Martin Schupeta teilt mit Freundin Natalie Warneke die Liebe zu natürlichen Lebensmitteln. Als Von Freude verkaufen sie nun ihr eigenes Bier. Immer mehr kleine Braustätten in Deutschland.
Hamburg. „Die Küche war ein einziger klebriger Haufen.“ Wenn Natalie Warneke und Martin Schupeta an die Anfänge ihres heutigen Geschäfts denken, müssen sie lachen. In seiner Eppendorfer Wohnung braute das Paar vor zwei Jahren auf dem heimischen Herd sein erstes Bier. Zuvor hatte es ein Rezept im Internet gefunden, die Zutaten online bestellt, einen Gärbehälter geordert und in einem Supermarkt einen großen 20-Liter-Kochtopf gekauft. Mehrere Stunden dauerte der Prozess. „Das war total faszinierend, weil ich nicht dachte, dass es funktioniert“, sagt die 32-Jährige. Sie wurde positiv überrascht. Es klappte. „Und das Bier war sehr lecker“, sagt Warneke.

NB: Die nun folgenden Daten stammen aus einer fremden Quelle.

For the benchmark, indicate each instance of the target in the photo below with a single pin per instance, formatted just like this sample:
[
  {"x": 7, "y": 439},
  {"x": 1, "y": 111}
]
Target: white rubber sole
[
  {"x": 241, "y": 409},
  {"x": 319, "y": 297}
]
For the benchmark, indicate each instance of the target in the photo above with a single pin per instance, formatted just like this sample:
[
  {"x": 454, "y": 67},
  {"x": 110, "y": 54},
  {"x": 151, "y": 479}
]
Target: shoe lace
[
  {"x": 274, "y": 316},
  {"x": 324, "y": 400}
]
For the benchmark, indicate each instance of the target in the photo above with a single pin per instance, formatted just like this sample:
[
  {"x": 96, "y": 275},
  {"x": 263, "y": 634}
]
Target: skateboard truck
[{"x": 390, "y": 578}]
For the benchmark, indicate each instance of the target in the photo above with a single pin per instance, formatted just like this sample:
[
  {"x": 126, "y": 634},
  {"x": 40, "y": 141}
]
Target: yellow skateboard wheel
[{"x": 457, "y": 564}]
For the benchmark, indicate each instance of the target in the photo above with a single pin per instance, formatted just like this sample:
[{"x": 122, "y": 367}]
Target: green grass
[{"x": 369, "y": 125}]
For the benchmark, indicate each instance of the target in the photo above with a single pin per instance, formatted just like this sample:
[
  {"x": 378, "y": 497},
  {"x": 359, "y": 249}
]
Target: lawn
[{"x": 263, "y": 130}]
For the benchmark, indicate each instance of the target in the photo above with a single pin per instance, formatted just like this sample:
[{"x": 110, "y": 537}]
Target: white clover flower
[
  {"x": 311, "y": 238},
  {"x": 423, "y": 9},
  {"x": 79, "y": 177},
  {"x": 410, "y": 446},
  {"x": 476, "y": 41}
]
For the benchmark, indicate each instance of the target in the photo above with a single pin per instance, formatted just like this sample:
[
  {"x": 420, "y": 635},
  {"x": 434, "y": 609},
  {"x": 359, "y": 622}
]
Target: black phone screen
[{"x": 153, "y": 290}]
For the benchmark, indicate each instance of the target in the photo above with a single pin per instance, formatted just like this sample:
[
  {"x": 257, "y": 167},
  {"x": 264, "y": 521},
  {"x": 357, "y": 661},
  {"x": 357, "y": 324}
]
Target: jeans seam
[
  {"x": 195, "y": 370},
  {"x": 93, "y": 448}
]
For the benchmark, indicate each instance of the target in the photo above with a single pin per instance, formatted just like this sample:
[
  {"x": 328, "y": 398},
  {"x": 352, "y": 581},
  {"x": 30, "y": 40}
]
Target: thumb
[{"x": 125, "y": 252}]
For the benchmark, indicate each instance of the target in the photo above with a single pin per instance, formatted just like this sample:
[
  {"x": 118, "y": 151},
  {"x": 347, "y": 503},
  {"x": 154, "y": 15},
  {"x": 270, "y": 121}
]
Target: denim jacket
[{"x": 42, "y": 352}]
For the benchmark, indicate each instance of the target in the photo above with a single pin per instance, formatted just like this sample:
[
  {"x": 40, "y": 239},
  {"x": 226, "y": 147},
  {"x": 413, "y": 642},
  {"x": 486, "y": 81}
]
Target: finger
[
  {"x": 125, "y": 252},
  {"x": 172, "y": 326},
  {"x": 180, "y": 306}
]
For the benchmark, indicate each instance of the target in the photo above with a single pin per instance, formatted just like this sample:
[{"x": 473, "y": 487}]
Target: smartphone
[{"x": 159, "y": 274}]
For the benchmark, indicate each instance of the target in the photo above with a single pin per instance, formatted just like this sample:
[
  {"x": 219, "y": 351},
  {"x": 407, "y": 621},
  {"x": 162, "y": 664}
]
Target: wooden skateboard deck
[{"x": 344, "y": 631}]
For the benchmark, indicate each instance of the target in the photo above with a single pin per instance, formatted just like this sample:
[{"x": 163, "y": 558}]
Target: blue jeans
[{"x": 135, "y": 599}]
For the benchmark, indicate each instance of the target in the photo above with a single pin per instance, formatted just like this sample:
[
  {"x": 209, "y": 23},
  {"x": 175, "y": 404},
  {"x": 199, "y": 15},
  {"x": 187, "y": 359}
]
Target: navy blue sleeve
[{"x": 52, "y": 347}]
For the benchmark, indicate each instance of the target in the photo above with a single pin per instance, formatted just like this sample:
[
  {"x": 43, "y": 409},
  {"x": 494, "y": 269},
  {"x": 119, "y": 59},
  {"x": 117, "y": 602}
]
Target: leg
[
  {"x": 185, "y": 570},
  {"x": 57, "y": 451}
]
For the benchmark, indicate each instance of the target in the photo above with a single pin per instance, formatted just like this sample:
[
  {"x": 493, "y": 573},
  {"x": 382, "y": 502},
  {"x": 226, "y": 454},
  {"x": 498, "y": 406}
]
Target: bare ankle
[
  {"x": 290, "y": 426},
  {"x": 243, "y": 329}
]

Das sahen auch Freunde so, die sie zu Probanden erkoren. Wenig später gründete Schupeta die eigene Firma und ging unter die Brauer. Heute stehen die zwei Sorten bei rund 20 Geschäften, darunter einigen Edeka-Märkten, in den Regalen und werden in einer guten Handvoll Restaurants ausgeschenkt – dabei kommen die beiden eigentlich aus ganz anderen Branchen.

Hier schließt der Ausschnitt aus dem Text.